Let My People Know

"A very wise and learned man might possess the lowliest of souls"

 

The differences between individual and individual and between generation and generation, between the souls of the patriarchs and the souls of our era, between great and small, are not differences in intelligence. 

When we speak of the level of a great soul versus a minor soul, we are speaking of a particular quality-namely, the soul's receptiveness to holiness. 

An individual who is neither wise nor learned can nevertheless possess an extremely lofty and holy soul.

On the other hand, a very wise and learned man might possess the lowliest of souls.

A person can be extremely accomplished in all areas and at the same time be completely dysfunctional in all that pertains to holiness. 

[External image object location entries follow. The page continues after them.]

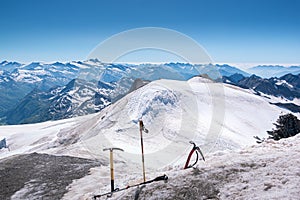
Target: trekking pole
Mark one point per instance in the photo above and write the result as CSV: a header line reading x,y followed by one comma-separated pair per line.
x,y
112,184
142,128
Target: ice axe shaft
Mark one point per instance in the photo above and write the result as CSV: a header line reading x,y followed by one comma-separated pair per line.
x,y
111,157
142,128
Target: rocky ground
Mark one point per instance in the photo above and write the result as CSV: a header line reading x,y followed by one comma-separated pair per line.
x,y
40,176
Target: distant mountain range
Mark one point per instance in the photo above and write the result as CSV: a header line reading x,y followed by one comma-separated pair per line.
x,y
286,87
39,91
268,71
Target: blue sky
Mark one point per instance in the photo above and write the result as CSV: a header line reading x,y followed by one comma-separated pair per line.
x,y
232,31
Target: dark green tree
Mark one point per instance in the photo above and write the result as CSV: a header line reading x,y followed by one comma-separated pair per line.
x,y
286,126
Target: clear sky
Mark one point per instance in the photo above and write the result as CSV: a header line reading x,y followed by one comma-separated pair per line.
x,y
232,31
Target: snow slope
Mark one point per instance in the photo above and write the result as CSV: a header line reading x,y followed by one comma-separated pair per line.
x,y
217,117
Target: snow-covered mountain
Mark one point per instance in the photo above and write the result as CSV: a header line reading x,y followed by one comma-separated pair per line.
x,y
283,91
24,87
174,112
268,71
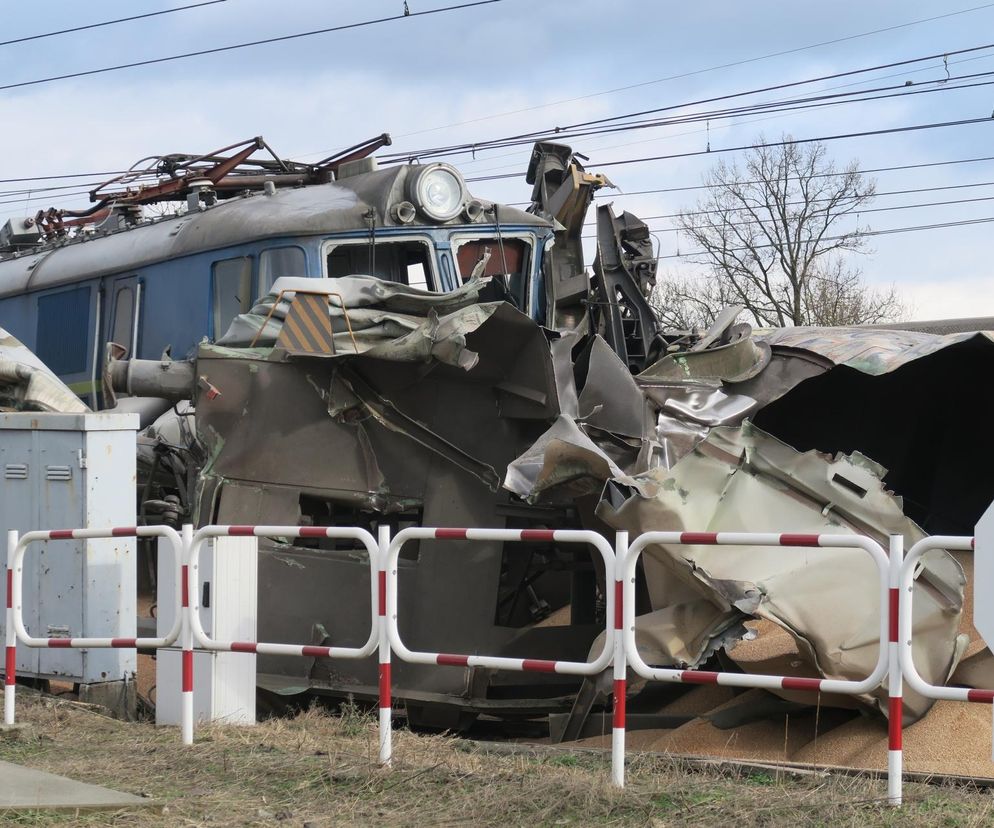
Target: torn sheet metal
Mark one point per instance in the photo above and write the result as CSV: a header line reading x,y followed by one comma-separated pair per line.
x,y
741,479
26,383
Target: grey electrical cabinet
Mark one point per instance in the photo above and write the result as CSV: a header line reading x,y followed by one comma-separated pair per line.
x,y
69,471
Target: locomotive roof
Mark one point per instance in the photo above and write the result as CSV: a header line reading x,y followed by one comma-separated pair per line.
x,y
312,210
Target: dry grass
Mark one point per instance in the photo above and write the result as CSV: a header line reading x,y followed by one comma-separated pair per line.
x,y
320,770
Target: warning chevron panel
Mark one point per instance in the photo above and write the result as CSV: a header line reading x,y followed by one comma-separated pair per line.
x,y
307,328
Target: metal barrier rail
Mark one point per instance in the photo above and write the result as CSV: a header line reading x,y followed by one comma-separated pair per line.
x,y
576,668
265,648
895,660
888,617
16,548
911,674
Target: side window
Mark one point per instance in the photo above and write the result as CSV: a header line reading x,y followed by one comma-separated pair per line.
x,y
231,292
124,313
405,262
280,261
63,330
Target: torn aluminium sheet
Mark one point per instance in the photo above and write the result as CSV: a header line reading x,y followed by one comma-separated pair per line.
x,y
740,479
26,383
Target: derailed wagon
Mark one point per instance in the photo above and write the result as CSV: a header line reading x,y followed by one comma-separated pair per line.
x,y
535,396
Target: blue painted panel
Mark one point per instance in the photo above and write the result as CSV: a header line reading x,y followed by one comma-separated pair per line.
x,y
63,328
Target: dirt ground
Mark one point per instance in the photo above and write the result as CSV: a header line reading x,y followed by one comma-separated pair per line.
x,y
320,769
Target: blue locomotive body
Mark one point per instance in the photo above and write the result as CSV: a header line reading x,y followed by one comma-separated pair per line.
x,y
170,282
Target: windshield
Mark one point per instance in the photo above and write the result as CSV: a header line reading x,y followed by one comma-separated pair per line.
x,y
505,258
407,262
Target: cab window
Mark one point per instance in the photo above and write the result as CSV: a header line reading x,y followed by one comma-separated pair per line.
x,y
508,259
275,262
231,292
406,262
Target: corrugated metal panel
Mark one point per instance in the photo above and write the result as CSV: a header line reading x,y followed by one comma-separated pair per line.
x,y
63,328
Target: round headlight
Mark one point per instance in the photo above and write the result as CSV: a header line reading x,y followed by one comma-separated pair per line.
x,y
438,190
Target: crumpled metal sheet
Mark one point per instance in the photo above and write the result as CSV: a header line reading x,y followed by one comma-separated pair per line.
x,y
870,350
378,318
26,383
741,479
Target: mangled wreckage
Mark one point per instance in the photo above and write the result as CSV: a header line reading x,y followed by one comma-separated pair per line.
x,y
359,401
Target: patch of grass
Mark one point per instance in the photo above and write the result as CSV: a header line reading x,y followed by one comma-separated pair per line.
x,y
321,769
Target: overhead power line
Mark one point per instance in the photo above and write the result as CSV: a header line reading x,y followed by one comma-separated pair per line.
x,y
800,104
885,194
852,213
837,137
694,72
109,22
470,147
249,44
794,178
885,232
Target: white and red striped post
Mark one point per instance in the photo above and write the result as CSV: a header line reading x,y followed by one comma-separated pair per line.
x,y
10,667
186,636
620,662
385,701
895,676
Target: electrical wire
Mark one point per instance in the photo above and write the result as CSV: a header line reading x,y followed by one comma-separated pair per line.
x,y
798,105
822,200
784,143
233,47
694,72
860,211
470,147
793,178
885,232
110,22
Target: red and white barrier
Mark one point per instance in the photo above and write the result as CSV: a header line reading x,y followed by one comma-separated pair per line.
x,y
385,700
887,611
16,548
576,668
264,648
895,660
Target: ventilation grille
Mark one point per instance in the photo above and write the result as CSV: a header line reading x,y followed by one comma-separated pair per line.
x,y
58,472
15,471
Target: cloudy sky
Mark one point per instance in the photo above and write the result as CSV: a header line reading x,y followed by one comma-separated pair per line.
x,y
488,71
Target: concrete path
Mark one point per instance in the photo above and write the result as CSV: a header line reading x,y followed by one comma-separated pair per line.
x,y
26,789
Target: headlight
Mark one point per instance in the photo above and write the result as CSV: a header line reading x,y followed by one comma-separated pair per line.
x,y
438,190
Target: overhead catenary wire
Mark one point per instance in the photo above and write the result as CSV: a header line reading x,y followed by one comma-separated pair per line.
x,y
114,22
487,156
885,232
783,143
694,72
249,44
849,213
800,105
476,146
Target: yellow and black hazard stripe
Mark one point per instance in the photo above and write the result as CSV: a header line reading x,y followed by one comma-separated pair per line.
x,y
307,327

A holy soul is a soul endowed with the very special sense and capacity of connecting to the divine.

And so in every generation there are the leaders of Israel, whose souls are in the category of "head" and "brain" in comparison with those of the masses and the ignorant.

Each individual generation is also a complete organism and includes souls of varying levels, from the souls of the leaders who constitute its head to the lowly souls whose spiritual stature is analogous to the heel's meager vitality in relation to the head. 

The organism analogy relates not only to the difference in quality between the souls but also to their integration and interdependence.

All limbs of the generation are inexorably bound to the head in the same way that the limbs of a physical body are connected to, and vitalized by, the brain in the head.